Il TAR del Lazio, Sede di Roma ha affermato che il principio di equivalenza trova il proprio ambito di applicazione di elezione nell’ambito delle specifiche tecniche, ovvero quelle caratteristiche del prodotto che possono essere rispettate mediante l’offerta di prodotti non identici ma simili, purché soddisfino la finalità specifica richiesta.

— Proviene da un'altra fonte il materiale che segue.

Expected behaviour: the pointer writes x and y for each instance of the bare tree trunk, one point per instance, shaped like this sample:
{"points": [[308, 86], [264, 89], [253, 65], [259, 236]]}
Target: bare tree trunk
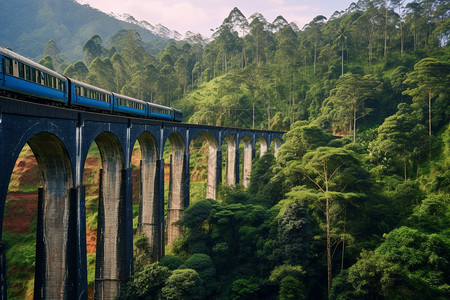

Al contrario, la carenza nell’offerta dei cd. requisiti di minima individuati dalla lex specialis si configura come mancanza di una condizione di partecipazione oggettiva ed è quindi idonea a determinare l’esclusione dalla gara, secondo le indicazioni espresse dalla stazione appaltante. L’estensione in via giurisprudenziale dell’ambito di applicazione del principio di equivalenza alle caratteristiche funzionali, contrapposte a quelle strutturali, è possibile, ma non dipende dalla natura del requisito in sé considerata, bensì dall’esistenza o no nella lex specialis dell’esplicitazione delle finalità e dei bisogni della P.A., che la previsione di una determinata caratteristica tecnica è destinata a soddisfare.

Nel caso di specie, era illegittimo l’operato della commissione di gara che, in presenza di un disciplinare che subordinava la possibilità di far luogo al criterio di equivalenza ponendo un preciso onere dichiarativo in capo all’operatore, procedeva in maniera meramente implicita a ritenere l’equivalenza del prodotto offerto dall’aggiudicataria, pur in mancanza della richiesta dichiarazione, risultando pacifico che l’offerta non possedesse le caratteristiche minimali previste dalla lex specialis.